« Le jour où on a usurpé mon identité »

Il y a quelque temps, nous avions testé FindFace, un service qui compare des photos avec la base de données des avatars du réseau social VK.com, et cherche des ressemblances. A l’époque, mes collègues en avaient tiré des conclusions fascinantes. Pour ma part, et à mon grand désarroi, j’avais fait une découverte désagréable.

Je n’ai pas moi-même participé au test, j’étais occupé ailleurs, et en plus je n’ai pas de profil VK.com. Pour être honnête, je n’ai pas non plus d’autres profils sur les réseaux sociaux (du moins avec mon vrai nom et de vraies photos), je n’aime pas exposer ma vie privée. Néanmoins, j’étais curieux de découvrir de quelle façon le service identifie des individus de loin tels que mes amis, c’est pourquoi j’ai décidé de mené ma propre enquête. Qui sait, j’ai peut-être un frère jumeau caché.
Je n’ai pas de compte. Peut-être que je devrais en avoir en, mais ce n’est pas mon intention. A la place, j’ai trouvé une photo de profil où c’était clairement moi. Pas seulement moi, mais aussi le même arrière-plan, le même chat assis sur une épaule très familière, le même tableau sur le mur. Et la photo a été prise sous le même angle. Autrement dit, tout en haut de la recherche s’affichait ma propre photo.
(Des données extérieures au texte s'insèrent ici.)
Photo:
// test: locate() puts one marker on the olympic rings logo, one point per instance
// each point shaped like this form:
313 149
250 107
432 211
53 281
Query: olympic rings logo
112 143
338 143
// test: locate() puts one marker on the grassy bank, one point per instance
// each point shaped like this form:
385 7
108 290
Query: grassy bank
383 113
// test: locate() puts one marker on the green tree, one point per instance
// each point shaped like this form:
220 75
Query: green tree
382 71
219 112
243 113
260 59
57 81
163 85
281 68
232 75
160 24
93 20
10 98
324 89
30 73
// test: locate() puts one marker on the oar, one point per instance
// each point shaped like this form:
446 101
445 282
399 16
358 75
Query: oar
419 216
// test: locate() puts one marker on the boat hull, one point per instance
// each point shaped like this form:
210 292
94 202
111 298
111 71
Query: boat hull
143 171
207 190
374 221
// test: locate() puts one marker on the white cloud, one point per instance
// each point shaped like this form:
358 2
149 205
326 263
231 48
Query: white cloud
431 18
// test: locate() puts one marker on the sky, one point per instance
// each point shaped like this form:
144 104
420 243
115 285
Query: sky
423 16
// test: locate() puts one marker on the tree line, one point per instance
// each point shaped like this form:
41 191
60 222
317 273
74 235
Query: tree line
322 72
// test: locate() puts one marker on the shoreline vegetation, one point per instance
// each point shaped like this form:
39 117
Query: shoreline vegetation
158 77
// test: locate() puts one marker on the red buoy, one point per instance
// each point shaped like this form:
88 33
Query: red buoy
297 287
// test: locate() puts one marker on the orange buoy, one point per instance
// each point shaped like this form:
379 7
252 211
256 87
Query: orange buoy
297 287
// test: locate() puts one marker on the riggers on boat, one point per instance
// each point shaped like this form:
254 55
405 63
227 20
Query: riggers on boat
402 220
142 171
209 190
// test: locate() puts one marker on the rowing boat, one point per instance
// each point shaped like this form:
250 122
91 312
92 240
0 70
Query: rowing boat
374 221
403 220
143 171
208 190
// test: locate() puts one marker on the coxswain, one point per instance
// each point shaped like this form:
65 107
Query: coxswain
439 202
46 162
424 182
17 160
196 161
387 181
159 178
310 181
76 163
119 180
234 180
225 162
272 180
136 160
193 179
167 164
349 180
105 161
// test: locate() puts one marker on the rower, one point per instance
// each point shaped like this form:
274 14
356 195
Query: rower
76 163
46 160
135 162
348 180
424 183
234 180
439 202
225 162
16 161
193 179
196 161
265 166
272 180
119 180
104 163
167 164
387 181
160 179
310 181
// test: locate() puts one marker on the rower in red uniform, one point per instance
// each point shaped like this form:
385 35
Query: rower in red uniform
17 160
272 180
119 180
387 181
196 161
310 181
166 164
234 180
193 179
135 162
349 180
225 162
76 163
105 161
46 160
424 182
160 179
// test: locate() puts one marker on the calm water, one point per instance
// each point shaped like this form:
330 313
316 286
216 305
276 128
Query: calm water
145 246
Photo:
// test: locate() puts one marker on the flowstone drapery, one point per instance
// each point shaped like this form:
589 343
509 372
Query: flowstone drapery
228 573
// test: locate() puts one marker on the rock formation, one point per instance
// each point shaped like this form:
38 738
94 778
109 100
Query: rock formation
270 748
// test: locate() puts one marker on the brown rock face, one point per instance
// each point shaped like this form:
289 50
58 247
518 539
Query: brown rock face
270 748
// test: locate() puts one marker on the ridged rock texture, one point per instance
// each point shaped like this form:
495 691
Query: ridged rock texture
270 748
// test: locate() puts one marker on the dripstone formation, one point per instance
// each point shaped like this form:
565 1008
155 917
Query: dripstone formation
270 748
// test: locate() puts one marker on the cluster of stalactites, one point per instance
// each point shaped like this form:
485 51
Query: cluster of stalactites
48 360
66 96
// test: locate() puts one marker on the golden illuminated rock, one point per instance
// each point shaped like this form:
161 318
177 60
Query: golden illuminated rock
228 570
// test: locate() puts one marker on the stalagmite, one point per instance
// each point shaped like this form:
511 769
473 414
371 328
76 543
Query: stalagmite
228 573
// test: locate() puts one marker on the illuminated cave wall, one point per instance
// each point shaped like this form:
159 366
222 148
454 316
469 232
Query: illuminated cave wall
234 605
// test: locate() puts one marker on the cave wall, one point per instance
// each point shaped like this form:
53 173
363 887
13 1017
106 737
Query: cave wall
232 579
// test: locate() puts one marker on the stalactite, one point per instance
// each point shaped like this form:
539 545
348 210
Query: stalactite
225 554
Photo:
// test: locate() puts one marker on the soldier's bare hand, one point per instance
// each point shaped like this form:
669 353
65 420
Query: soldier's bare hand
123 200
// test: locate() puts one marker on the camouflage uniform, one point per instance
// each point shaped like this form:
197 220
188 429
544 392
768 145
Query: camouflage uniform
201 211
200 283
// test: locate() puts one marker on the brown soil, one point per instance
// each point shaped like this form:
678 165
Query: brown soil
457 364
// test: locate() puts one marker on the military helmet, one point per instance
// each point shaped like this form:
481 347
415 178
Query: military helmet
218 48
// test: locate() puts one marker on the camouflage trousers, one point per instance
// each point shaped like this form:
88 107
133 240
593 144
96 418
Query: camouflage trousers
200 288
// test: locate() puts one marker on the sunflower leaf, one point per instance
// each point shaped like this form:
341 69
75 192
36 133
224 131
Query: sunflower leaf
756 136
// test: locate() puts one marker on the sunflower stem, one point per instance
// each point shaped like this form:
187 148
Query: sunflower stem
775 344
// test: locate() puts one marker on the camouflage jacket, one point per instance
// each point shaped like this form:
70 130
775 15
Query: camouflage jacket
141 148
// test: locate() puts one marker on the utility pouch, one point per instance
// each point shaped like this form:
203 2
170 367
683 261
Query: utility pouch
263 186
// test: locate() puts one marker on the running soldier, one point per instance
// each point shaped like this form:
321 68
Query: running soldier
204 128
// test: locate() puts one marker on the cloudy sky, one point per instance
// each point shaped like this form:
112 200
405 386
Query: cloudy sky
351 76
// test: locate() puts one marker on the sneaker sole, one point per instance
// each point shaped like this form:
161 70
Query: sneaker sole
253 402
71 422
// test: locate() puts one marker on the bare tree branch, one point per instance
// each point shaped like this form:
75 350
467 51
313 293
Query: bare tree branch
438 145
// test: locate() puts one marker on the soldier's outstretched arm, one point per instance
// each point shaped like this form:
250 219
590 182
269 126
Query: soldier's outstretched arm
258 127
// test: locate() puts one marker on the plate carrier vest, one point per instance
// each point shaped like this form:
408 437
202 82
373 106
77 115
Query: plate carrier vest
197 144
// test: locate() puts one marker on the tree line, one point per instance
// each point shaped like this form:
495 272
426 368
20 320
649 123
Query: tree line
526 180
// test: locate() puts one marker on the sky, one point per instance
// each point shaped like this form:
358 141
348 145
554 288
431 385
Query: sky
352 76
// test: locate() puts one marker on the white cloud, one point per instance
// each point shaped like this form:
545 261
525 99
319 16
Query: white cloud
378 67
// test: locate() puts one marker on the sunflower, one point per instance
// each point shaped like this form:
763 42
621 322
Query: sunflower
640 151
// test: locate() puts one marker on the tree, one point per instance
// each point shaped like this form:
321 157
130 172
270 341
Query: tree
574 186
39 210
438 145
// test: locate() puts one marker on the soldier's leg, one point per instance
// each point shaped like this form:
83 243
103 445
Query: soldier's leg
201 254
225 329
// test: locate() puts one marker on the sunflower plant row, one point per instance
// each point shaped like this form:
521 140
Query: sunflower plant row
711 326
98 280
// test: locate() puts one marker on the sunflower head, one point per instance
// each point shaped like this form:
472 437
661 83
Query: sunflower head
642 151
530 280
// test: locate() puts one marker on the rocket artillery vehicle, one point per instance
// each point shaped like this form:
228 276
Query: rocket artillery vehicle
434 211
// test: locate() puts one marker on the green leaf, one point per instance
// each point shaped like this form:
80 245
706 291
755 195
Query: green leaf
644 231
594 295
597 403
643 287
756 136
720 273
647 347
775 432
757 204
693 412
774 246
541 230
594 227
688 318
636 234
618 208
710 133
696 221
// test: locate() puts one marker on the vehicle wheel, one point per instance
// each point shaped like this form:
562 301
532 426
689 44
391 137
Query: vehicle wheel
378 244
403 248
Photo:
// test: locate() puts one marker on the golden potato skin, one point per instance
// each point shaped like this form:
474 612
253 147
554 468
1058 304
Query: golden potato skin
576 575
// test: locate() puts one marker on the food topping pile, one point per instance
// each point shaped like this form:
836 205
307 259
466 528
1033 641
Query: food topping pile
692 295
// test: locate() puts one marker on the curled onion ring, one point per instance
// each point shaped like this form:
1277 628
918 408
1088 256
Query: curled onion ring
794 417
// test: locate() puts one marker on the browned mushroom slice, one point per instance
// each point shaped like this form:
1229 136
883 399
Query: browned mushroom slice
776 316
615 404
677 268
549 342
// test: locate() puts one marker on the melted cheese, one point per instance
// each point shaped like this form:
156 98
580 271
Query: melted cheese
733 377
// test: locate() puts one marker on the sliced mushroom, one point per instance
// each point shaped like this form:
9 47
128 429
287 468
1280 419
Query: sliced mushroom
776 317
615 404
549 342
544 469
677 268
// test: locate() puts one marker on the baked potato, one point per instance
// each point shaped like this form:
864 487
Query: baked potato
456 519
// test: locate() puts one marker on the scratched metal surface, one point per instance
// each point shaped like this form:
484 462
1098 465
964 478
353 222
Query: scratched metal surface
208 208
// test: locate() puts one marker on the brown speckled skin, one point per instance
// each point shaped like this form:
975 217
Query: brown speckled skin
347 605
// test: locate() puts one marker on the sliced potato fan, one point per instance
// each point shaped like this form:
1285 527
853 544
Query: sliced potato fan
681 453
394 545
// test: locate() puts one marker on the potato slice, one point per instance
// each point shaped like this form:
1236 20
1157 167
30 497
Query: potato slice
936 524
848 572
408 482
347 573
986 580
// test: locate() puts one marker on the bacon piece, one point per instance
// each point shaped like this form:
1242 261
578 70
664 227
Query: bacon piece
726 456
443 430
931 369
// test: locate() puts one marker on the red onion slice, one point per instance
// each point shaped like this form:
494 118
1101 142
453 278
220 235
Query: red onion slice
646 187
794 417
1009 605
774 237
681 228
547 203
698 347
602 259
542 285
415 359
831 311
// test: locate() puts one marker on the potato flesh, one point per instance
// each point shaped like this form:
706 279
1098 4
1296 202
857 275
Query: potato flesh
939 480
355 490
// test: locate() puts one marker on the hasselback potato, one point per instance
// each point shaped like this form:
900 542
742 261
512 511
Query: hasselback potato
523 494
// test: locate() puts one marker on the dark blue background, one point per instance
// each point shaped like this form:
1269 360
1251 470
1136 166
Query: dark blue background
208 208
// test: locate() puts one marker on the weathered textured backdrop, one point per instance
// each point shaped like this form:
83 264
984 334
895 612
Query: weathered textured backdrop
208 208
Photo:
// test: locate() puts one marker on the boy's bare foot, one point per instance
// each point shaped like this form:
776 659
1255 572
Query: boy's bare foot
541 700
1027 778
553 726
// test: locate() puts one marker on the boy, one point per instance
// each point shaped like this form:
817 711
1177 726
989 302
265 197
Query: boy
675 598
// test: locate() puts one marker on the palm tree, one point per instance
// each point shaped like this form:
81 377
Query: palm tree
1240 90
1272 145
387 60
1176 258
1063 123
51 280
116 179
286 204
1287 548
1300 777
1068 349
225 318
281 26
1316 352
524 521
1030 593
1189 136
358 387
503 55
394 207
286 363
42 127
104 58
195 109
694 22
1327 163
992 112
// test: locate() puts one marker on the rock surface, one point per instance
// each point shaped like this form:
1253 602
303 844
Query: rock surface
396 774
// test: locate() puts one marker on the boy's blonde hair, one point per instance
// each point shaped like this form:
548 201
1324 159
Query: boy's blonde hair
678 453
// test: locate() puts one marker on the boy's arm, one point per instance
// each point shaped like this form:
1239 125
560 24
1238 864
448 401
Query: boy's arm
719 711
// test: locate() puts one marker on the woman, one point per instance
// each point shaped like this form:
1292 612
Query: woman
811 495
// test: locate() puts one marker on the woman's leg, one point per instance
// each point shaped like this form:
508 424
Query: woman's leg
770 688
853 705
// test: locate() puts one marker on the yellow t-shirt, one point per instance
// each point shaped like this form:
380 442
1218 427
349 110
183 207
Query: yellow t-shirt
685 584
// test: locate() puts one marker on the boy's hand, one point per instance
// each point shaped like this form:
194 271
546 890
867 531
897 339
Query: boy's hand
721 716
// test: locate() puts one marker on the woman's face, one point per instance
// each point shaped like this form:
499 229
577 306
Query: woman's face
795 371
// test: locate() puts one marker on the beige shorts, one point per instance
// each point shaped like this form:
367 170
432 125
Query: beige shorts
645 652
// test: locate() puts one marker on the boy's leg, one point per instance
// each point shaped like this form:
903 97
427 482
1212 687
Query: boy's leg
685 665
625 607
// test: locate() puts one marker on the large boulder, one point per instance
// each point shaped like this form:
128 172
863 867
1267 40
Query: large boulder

Comme vous l’aurez deviné, quelqu’un a pris ma photo et s’en est servi pour personnaliser son profil d’utilisateur.
Le détenteur du profil en question avait également fouillé sur Internet en quête de photos appartenant à des individus à l’apparence étrange et publié des articles sur eux, en faisant croire qu’il s’agissait de proches ou de connaissances. Pour une raison que j’ignore, j’ai aussi été pris pour cible, il a décidé d’utiliser ma photo pour son propre avatar.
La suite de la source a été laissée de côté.